Editors Note: 25 Petabytes! (that’s the beginning of some Big Data Retention)
 
From Iron Mountain’s perspective their reasons for getting out of the digital business were driven by the desires of their major shareholders
“By executing on its comprehensive strategic plan, Iron Mountain will be able to drive higher returns on invested capital (ROIC) and increase the return of capital to stockholders through:
· Sustaining its leadership in the highly attractive North America business
· Significantly improving its International portfolio
· Committing to total stockholder payouts of approximately $2.2 billion through 2013, including approximately $1.2 billion of capital returned over the next 12 months through a combination of share repurchases and dividends
· Forming a Special Committee to evaluate financing, capital, and tax strategies including conversion into a REIT”
 
While I see the financial merits of the move by Iron Mountain in the short term, I can’t help wondering if the company has basically started the clock ticking on its eventual demise. It reminds me of the way Blockbuster stubbornly refused to acknowledge the momentum of Netflix’s DVD by mail strategy and then later on demand digital distribution, while continuing to persist its brick and mortar stores. Except Iron Mountain actually did make agressive investments in digital and the cloud, but apparantly couldn’t pull it off at a return rate sufficient to satisfy their stockholders. Instead they will look to exploit their real estate holding through a REIT strategy growing in popularity among retail stores. The idea is to transfer properties into a REIT and then lease back the properties from the entity which monetizes its brick (aka real-estate assets).

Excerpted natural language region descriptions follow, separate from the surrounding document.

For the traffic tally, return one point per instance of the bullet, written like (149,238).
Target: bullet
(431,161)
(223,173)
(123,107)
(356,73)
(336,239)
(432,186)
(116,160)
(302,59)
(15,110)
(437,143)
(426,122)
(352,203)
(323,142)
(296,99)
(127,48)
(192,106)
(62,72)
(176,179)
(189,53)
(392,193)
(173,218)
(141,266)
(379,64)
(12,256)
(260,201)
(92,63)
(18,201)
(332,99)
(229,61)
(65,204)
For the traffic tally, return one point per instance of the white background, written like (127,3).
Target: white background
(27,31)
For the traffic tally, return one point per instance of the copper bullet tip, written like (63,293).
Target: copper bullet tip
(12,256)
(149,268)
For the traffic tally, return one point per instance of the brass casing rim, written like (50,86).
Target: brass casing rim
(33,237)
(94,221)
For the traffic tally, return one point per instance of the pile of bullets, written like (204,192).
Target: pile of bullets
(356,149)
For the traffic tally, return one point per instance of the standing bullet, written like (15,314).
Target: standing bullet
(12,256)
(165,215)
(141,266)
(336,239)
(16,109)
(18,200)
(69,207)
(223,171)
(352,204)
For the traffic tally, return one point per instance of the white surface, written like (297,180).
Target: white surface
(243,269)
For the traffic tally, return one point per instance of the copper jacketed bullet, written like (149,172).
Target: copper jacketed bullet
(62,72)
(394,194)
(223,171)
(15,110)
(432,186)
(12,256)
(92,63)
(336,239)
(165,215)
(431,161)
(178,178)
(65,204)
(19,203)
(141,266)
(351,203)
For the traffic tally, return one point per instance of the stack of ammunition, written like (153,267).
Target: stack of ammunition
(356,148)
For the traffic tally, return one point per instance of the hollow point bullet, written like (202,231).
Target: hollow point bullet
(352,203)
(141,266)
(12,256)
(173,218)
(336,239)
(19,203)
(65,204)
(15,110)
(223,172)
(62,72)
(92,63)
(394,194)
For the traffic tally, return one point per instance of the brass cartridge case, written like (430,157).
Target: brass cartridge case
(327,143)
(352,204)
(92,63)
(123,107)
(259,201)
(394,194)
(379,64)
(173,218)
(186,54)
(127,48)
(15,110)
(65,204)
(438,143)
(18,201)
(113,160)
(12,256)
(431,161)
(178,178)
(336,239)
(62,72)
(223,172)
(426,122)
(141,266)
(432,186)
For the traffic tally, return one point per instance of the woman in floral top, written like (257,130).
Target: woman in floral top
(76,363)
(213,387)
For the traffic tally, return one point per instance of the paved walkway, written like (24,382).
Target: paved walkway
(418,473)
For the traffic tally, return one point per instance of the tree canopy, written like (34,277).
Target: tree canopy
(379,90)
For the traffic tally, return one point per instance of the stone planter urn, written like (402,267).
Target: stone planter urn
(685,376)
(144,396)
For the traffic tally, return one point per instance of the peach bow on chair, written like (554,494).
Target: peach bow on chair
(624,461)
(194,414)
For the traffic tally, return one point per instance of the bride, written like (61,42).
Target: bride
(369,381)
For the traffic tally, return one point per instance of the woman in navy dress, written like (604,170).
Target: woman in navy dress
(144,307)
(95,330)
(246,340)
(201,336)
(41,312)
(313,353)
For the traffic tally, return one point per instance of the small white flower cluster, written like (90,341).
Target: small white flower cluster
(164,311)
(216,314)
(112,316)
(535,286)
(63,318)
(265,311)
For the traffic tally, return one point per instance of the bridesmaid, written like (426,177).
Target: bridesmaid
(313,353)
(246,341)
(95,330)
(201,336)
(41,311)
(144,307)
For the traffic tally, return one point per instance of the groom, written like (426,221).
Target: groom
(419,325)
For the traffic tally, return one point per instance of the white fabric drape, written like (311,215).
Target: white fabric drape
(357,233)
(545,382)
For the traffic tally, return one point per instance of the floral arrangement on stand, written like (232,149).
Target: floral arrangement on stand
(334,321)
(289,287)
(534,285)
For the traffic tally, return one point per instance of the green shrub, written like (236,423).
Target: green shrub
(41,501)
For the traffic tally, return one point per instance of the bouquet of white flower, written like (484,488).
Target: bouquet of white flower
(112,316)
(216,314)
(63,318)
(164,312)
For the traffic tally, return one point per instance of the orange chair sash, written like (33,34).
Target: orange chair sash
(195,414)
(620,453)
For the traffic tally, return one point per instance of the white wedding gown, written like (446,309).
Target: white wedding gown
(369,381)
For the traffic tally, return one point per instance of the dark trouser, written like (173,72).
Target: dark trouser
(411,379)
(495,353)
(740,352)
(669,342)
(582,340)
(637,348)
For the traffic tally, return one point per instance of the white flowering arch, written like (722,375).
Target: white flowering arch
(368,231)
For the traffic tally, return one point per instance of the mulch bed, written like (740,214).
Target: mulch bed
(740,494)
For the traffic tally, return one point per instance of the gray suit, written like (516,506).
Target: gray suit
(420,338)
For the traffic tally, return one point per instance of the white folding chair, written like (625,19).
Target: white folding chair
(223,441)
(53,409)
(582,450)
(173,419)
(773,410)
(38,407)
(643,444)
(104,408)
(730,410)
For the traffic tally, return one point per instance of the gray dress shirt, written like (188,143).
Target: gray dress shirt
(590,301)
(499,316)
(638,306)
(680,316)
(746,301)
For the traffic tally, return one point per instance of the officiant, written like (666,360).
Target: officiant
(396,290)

In the short term, it looks likes a win-win for both companies since Iron Mountain is acknowledging that it isn’t able to pull off the cloud thing. While Autonomy picks up assets for less than the original cost that Iron Mountain built-up through acquisition. (As per the 451Group: Connected Corp in October 2004 for $109m, LiveVault for $42m in December 2005, Accutrac Software in July 2007, Stratify in October 2007 for $158m and, finally, Mimosa Systems for $112m in February 2010) 

Time will tell if Autonomy makes these cloud assets a raving success and in an IRONic twist of fate accelerates the demise of the Mountain’s core paper-based business. I will be keeping an eye on when, not if, those white and blue Iron Mountain vans stop appearing at loading zones.